We actually issued a press release statement thinking, if they’re going to think that, we might as well say what the song is really about. We’re also trying to be very careful not to sensationalize or trivialize it, because it’s something that’s frustrating to talk about without doing one of those two things. I suppose that’s always a reason why you write, because of your inability to express it.

“There’s a radio show in London which is purely a news and chat show, and one morning they were dealing with the subject of incest. Something to do with a book someone had released and this one thing almost made me cry: there was a woman that rang up who was about 48, and she said this was the first time she had been able to get this weight off her chest about what happened to her when she was nine years old. That really brought it home, because it’s certainly not a conversation piece, and really, the culprit’s armor is this sense of guilt, sense of shame that it’s the victim’s fault, and the power they can rear over an innocent because that person is trusting. And of course the Candy Man is a lure, not just presents or candy.”

ANTI-DRUG SONGS

“I would never do an anti-drug song, because in that situation there’s a certain amount of choice whether you do or you don’t. And part of the allure of it is people saying, ‘Don’t, it’s bad.’
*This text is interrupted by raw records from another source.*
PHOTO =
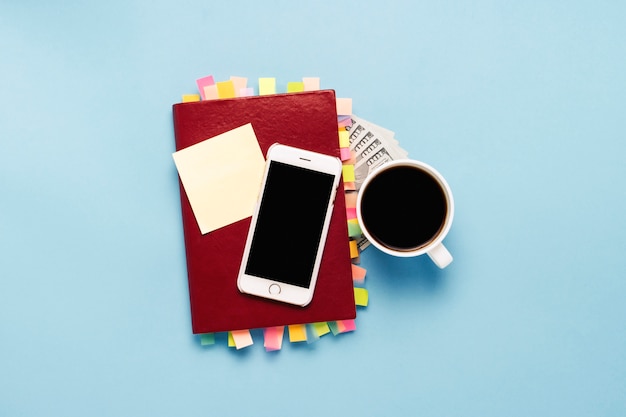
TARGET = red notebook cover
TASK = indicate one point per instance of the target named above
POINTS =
(306, 120)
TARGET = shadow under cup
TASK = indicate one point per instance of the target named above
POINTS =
(404, 208)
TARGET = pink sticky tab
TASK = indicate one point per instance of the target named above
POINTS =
(210, 92)
(203, 82)
(273, 338)
(246, 92)
(358, 273)
(346, 325)
(242, 338)
(344, 106)
(351, 199)
(345, 122)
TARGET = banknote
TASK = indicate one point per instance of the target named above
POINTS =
(372, 146)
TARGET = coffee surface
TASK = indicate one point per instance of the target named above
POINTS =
(404, 208)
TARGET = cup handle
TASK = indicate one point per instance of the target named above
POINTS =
(440, 256)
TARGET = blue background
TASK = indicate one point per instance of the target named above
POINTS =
(520, 106)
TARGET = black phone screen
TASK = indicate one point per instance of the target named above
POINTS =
(289, 224)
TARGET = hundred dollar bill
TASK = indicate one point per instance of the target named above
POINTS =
(366, 140)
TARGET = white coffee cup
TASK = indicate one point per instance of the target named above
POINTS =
(405, 208)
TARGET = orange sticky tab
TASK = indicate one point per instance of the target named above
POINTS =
(354, 250)
(297, 333)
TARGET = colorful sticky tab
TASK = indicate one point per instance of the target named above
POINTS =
(273, 338)
(342, 124)
(210, 92)
(354, 250)
(344, 106)
(348, 173)
(311, 83)
(321, 328)
(344, 139)
(203, 82)
(346, 325)
(361, 297)
(295, 87)
(358, 273)
(246, 92)
(297, 333)
(226, 89)
(267, 85)
(354, 229)
(349, 186)
(351, 199)
(207, 339)
(188, 98)
(242, 338)
(311, 334)
(332, 325)
(239, 83)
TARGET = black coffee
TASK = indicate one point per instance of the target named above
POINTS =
(404, 208)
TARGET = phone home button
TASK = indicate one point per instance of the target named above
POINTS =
(274, 289)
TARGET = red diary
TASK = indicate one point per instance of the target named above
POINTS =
(306, 120)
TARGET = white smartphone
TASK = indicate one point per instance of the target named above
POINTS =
(288, 231)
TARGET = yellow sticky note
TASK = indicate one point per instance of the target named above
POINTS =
(354, 250)
(321, 328)
(222, 177)
(361, 297)
(210, 92)
(297, 332)
(242, 338)
(188, 98)
(295, 87)
(348, 173)
(226, 89)
(311, 83)
(344, 139)
(267, 86)
(239, 83)
(344, 106)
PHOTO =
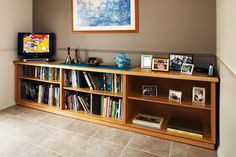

“We did an anti-heroin concert. A lot of bands had shied away from it, maybe they were scared that they’d lose some sparkle. We found that out when we’d been approached, that, plus it was going to be held in St. James’s Church in Piccadilly. To play in front of that stained glass window...but again, a big reason we did it was how it was perceived by the media. Maybe they don’t want us to be healthy and sensible. You know what I mean, they think they’ll lost some interest.”

92°

“There’s a book by Ray Bradbury called October Country, and there’s one story about these two old men who are traveling somewhere and they’re trying to spread this message of the danger of 92° because they’d been witnesses to an event that happened in some other town where there’d been so many murders and madness and mayhem at this magical figure. Meanwhile, it was coming close and people were losing their tempers—‘don’t tell me about 92°.’ It was a great story and almost the sort of thing that to me is believable because it’s so far-fetched.

TURN TO PAGE 56

CONTINUED FROM PAGE 41

“I was telling Stephen about it and he said that he’d seen this great 1950s film called It Came From Outer Space and the part that’s used in the song from the film is where the sheriff is saying ‘at 93 it’s too hot to move, at 91 it’s cool enough to control yourself, but at 92 degrees people get irritable.’ A couple of months ago they reissued It Came From Outer Space on TV, so I looked at the footnotes and noticed that Ray Bradbury had written the screenplay for it.”

CITIES IN DUST

“That was really inspired by a visit to Pompeii. There’s quite a lot of tourism there, but the place itself transcends all that. You can think you’re the only person there. It’s quite immense, and at the end of the day, seeing the petrified bodies, it had a strong effect on me. The song was written, the music was written, when we got back from Italy, I wrote the lyrics. It was dedicated to one of the petrified bodies. It almost looked as if there was someone underneath this kind of plaster cover. I almost expected it to get up and move.”

BANSHEES PAST, PRESENT AND FUTURE

‘‘We’re basically the same. I think that stems a lot from never wanting to pigeonhole ourselves in ‘punk music,’ ‘rock music,’ jazz or funk or psychobilly or psychedelia because it was our own anyway. It was certainly not within those confines. I think the people who did go along with all the media labelling have lost it. They limited themselves to being too specific and too, I suppose, desperate to be famous in their first five minutes.